2010-05-23 20:29:06 | 最近見た映画
  【2010年5月15日」 京都シネマ

 今、韓国の映画を作るエネルギーにはすごいものを感じる。『冬ソナ』あたりから始まった、いわゆる『韓流』は「自分の趣味ではない。」と言いきっていたが、無視できないというか、韓国映画抜きでは映画を語れない状況がある。(それでも個人的には、歴史物や韓流のラブロマンスにはまだ近づきたくない気がするのだが。自分が観るのは、「おばあちゃんの家」や「西便制」などのどちらかというと地味な部類のものである。)

 そういう底知れないエネルギーが、今回の映画をっつくったヤン・イクチュンのような才能を生んだと思える。

 
 さて今回の「息もつけない」であるが、「血と骨」を観たときと同じように、見終わったらぐったり疲れてしまったが、多くの暴力シーンにもかかわらず、後味は悪くなく、説得力があり、こちらの方がずっと良かった。

 予告編で見たときの印象は、「猟奇的な彼女」の様な、軽いタッチの痛快ストーリーかと思っていたが、とんでもなかった。

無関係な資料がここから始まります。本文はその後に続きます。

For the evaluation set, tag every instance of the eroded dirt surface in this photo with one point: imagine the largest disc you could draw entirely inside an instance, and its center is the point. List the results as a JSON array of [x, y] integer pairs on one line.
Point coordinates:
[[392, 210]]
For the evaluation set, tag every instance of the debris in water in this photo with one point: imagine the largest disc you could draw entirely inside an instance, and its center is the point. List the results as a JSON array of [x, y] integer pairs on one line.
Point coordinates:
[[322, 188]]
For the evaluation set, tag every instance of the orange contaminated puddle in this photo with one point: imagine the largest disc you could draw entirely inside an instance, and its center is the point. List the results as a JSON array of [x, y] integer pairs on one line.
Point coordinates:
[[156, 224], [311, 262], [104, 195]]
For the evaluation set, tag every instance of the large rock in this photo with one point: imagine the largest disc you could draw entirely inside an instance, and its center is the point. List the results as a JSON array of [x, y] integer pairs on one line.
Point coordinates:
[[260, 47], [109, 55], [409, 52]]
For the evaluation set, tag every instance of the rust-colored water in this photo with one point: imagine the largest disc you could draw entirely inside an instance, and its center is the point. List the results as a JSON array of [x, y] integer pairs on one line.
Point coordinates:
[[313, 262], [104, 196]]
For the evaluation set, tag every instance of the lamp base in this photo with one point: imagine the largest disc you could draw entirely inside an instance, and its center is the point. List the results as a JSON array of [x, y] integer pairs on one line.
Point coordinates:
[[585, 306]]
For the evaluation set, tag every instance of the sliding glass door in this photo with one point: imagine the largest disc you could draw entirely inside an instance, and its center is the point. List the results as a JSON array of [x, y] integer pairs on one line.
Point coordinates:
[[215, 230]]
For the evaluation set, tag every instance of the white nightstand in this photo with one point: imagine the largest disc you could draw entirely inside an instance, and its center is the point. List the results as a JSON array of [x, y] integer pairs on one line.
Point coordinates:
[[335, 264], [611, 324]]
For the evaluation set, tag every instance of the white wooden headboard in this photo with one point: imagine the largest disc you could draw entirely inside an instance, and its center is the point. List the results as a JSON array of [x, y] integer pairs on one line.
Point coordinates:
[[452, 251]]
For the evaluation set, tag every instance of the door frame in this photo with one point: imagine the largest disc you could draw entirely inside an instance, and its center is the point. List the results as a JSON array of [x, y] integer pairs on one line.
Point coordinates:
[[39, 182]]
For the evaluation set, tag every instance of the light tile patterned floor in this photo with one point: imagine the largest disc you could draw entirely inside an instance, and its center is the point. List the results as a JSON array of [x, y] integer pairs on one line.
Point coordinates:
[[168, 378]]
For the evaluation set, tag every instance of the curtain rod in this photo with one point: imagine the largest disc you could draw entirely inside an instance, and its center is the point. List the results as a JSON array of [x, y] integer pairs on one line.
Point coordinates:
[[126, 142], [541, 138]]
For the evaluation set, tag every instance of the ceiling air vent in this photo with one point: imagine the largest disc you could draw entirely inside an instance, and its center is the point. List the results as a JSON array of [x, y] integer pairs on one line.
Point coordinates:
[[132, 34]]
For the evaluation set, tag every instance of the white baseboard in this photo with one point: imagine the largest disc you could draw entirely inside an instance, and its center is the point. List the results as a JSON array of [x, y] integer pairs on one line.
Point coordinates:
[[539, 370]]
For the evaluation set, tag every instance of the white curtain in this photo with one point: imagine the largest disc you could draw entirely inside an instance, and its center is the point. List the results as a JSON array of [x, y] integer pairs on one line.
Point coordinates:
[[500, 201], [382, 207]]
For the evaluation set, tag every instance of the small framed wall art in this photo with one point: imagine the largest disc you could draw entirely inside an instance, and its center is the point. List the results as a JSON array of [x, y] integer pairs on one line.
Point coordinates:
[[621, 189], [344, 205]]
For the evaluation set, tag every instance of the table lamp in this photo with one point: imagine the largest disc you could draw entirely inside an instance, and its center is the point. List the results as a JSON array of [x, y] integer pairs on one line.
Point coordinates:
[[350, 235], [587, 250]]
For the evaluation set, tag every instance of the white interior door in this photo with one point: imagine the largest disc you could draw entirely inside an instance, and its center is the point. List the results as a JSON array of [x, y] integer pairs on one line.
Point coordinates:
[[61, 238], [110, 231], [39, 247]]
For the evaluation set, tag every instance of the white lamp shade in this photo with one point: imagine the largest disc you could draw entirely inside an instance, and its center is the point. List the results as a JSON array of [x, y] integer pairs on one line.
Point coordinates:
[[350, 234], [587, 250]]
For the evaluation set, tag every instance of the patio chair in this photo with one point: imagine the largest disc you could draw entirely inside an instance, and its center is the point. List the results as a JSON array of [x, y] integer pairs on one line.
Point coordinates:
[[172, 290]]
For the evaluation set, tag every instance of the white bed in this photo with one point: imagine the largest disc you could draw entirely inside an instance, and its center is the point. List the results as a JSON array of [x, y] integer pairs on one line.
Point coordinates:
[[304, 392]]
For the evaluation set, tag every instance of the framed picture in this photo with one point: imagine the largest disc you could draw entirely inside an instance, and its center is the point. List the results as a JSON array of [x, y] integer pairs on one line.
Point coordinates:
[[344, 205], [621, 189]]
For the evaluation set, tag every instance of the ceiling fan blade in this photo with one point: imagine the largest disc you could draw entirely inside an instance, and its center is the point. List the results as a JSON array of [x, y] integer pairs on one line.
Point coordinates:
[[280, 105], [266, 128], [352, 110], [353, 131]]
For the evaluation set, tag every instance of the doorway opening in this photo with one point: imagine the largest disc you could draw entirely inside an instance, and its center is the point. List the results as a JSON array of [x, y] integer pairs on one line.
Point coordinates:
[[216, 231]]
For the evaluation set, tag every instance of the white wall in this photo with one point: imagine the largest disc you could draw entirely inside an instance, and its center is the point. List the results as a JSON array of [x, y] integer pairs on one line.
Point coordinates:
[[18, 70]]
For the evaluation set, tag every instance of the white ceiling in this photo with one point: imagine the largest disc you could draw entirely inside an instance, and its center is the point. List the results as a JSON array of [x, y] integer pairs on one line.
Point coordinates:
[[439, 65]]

 話は、のっけから暴力シーンと悪罵の応酬である。全編にわたって繰り返し出てくる『シーバロマ』(『このくそ野郎』くらいの意味?)という言葉を覚えてしまうくらいである。


 時代背景はいつ頃なのだろうか。大学の改革運動を暴力団を雇い力で押しつぶそうというのは学生時代に経験している。しかし、公衆の面前で屋台までも乱暴にたたき壊すというのは、自分の経験の記憶の中にはない。暴力的な借金の取り立ては、日本でも古い話ではない。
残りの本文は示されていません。